Have you ever dreamed of crossing the finish line of a race? Or wanted to feel the excitement of being on a winning team? Or felt a slight twinge of envy upon learning that someone was a skilled ballroom dancer?
Any one of hundreds of activities--from bowling to walking to tap dance--can help you get physically active. Moreover, many of these activities are easy to get involved in. Most local community centers and YMCA/YWCAs offer a wide selection of courses for people of all ages.
As a first step, sit down with a piece of paper and pen, and brainstorm activities you might like to try. The process of writing out your ideas is a concrete action that will help you make the decision to get involved. As you brainstorm, indulge yourself with some wild ideas--maybe you've always wondered about salsa dance or a martial art? Write it down. Do you have a close friend or family member who is passionate about a certain activity? Write that down, too. Did you excel at a particular sport as a child? Make a note of that, as well.

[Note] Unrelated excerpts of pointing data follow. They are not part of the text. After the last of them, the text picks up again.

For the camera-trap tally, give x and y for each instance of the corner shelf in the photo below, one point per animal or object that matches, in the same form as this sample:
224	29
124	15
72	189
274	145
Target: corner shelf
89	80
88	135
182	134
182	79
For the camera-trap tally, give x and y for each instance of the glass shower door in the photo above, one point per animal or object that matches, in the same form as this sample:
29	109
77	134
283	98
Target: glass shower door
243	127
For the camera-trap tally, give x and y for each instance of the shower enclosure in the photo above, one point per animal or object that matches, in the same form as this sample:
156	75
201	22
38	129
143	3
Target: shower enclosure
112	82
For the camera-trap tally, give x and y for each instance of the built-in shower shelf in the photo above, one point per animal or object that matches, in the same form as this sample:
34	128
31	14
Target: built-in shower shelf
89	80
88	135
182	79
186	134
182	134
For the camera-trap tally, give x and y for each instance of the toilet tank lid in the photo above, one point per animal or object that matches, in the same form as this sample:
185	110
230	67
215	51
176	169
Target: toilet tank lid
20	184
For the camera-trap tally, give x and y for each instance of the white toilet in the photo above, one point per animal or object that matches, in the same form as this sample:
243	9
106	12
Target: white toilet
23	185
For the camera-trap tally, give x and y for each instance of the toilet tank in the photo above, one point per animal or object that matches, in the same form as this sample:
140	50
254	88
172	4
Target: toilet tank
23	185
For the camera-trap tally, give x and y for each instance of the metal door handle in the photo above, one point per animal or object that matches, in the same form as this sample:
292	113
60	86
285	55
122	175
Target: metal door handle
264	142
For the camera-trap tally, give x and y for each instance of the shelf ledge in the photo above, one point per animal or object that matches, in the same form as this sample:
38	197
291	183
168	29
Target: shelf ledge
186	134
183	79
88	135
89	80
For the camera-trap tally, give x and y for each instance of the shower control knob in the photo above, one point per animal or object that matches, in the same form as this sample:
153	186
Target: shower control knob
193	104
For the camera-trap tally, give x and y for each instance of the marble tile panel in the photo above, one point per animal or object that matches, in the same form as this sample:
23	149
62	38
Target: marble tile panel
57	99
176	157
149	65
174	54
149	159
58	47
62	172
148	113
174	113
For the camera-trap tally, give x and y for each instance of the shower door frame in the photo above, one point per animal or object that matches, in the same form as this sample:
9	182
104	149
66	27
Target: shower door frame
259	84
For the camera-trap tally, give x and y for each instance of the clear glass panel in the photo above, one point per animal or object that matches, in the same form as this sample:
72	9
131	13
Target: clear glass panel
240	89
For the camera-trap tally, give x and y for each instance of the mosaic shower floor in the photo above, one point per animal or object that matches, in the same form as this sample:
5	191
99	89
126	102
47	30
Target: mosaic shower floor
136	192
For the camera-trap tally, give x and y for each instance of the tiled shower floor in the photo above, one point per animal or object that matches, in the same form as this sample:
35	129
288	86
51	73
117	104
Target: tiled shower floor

After you have a list of activities, pick one or two that really stand out for you. Remember, even if your list includes some exotic ideas, you should feel free to pick a simple, calming activity--like walking. You may also decide on an activity that requires lessons or joining a team. If so, do some quick research on the internet, or with a phone book, to find out where you might be able to participate in your area. You'll be one step closer to discovering a form of exercise that feels truly rewarding
The Cleveland Clinic suggests that you can stick to an exercise program better--and help it to become habit-forming--by scheduling time for it. It's important to ensure that you give your new active hobby a fair chance. So take out your calendar, and plan dates and times that you will regularly commit to it.
Research conducted at the University College of London suggests that people need 66 days to form a new habit. This means that if you want to make your new activity a part of your life, you need to commit to it for at least a couple months.

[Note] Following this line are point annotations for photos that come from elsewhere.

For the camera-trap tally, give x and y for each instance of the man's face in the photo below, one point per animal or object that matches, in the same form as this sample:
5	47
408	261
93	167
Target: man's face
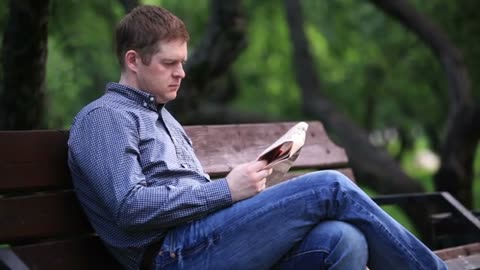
162	77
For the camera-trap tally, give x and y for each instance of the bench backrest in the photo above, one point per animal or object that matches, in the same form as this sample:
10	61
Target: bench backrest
42	222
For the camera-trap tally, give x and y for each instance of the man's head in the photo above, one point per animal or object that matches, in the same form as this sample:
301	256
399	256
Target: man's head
152	48
143	28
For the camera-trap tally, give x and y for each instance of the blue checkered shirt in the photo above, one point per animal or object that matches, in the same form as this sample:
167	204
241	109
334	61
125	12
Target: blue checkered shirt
135	172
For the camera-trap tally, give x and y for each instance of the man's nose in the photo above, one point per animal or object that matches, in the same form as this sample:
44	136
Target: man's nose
179	72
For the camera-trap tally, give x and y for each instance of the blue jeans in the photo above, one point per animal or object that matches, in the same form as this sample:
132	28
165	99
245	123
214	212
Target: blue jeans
321	220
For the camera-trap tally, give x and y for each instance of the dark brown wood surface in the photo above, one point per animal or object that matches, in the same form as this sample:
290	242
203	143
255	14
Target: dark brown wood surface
221	147
33	160
42	221
71	254
460	251
26	219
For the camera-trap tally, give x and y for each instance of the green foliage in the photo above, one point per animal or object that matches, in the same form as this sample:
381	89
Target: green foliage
264	71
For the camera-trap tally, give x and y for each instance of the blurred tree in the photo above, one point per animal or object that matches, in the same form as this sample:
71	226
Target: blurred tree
23	55
128	5
373	165
458	150
206	67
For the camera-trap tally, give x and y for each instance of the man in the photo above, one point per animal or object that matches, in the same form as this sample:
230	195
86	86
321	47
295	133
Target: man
146	195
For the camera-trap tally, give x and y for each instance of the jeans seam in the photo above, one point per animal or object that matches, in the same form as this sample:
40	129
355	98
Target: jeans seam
385	229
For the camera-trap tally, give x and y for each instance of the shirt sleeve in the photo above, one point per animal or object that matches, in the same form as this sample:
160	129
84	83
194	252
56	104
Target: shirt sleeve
104	160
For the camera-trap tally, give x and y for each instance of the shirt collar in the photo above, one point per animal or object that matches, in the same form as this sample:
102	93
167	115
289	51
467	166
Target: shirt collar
144	99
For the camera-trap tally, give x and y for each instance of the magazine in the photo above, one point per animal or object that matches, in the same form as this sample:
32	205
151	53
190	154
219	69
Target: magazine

Does this mean you should stick with an activity you don't like? Of course not! But once you find an activity that you do enjoy, make sure you put a solid two months into making it part of your routine. If you choose an activity that you only do a couple times a week--such as taking salsa lessons--it may take even longer for it to become part of your lifestyle.

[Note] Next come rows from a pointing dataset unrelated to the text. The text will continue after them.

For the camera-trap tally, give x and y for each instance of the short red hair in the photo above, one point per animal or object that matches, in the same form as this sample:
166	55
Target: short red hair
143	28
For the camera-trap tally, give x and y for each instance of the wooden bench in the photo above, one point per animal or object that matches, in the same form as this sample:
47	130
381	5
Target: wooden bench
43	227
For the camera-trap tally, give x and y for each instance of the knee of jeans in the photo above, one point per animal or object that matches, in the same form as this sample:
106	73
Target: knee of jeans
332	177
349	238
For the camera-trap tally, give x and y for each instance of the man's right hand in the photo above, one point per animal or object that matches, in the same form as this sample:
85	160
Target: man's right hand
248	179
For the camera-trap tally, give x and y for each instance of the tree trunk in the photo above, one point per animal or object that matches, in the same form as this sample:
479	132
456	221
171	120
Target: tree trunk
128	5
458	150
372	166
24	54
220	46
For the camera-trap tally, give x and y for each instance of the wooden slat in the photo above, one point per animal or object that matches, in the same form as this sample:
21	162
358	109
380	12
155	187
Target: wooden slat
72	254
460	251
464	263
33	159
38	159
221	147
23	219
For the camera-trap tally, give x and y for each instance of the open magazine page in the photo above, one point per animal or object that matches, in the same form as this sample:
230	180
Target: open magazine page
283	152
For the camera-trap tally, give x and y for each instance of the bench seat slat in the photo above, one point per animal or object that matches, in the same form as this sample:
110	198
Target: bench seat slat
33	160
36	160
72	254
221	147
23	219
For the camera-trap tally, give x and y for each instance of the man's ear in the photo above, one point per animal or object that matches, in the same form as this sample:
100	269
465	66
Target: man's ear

HealthAhead Hint: Get Moving
It might take some effort to build a new type of physical activity into your regular routine. But there's some good news, too. According to Duke psychologist Wendy Wood, an expert on habits quoted in Duke Today, "once you form a habit, it takes willpower to inhibit the triggered response." This means that once you make a habit of being active in a certain way, you'll have to resist the temptation to do it. Whether you invest in squash lessons, take a dance class, or join your local bowling association, you can find a pastime that makes you smile and keeps you on your toes. Once you find something you love, you won't have to search for the reward--you'll just feel it.